Once you’re across the basics of investing with an overview of important concepts like risk and return, asset classes and diversification – there’s a little more than meets the eye when it comes to understanding investments.
To appreciate how your super is invested and ensure you stay on course with your strategy you need to understand that it’s a long term investment, it’s subject to some volatility and it’s invested in units which represent the value of the underlying assets.
Super is a long term investment – it’s even working for you when you’ve retired
Super is for the long haul, even when you eventually retire your money will still be invested for some time. With a long timeframe your investment opportunities are many, and you have time to see out any volatility and time to continue to benefit from compound returns. Once you choose your long term strategy it’s recommended you stick with it unless your personal circumstances or financial goals have changed.

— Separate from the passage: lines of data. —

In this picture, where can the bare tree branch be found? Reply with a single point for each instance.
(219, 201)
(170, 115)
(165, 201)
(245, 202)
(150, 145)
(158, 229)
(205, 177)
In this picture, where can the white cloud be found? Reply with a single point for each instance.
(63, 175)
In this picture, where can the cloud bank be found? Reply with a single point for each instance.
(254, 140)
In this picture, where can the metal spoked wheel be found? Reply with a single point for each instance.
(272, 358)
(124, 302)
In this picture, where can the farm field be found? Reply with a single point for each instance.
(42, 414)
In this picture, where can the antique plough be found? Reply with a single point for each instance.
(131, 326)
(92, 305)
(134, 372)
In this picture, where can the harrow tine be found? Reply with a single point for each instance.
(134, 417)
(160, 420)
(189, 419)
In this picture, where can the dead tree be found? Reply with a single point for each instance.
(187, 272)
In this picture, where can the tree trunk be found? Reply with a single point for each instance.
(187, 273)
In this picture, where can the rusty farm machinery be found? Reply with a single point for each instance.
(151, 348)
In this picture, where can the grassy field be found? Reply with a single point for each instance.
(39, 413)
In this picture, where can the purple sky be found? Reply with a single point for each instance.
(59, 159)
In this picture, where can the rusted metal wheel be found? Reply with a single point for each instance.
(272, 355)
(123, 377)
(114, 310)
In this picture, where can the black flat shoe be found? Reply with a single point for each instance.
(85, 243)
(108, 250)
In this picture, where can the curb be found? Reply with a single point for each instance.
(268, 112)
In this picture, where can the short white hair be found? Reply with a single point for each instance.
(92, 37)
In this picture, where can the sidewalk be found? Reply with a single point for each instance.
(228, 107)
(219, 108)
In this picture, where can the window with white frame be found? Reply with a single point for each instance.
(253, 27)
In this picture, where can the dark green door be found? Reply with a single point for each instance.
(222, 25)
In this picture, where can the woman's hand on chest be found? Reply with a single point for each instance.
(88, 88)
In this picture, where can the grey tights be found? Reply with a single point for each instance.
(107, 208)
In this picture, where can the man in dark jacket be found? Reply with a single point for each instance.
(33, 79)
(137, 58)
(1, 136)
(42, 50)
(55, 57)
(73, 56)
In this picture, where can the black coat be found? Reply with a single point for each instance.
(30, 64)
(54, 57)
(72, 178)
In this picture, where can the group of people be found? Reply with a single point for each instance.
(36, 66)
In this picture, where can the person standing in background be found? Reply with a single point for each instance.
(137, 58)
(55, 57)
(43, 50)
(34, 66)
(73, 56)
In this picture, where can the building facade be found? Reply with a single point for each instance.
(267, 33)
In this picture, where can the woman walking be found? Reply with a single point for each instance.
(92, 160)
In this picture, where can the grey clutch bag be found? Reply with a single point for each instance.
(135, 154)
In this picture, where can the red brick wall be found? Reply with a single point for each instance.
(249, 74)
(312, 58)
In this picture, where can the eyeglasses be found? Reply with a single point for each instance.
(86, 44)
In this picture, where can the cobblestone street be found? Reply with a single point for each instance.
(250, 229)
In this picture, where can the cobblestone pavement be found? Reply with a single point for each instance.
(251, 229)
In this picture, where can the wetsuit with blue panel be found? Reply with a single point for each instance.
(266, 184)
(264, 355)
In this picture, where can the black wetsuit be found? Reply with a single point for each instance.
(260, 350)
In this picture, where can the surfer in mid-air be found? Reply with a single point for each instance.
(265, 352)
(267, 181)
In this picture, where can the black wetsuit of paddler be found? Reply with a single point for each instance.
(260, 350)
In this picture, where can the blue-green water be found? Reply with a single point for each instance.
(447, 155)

Markets are volatile from time to time – expect it, but don’t react to it
Market volatility is a normal part of investing, especially with growth assets. For those of you who’ve been invested in super for some time - you’ll be familiar with volatility. History shows us the markets typically recover and return to the same or higher ground after a bout of volatility.
If you’re really uneasy with market drops and you’re invested in growth assets in some proportion, there’s a chance your risk tolerance is not in line with your strategy. For members with low tolerance to extreme volatility the Fund offers the MVP feature.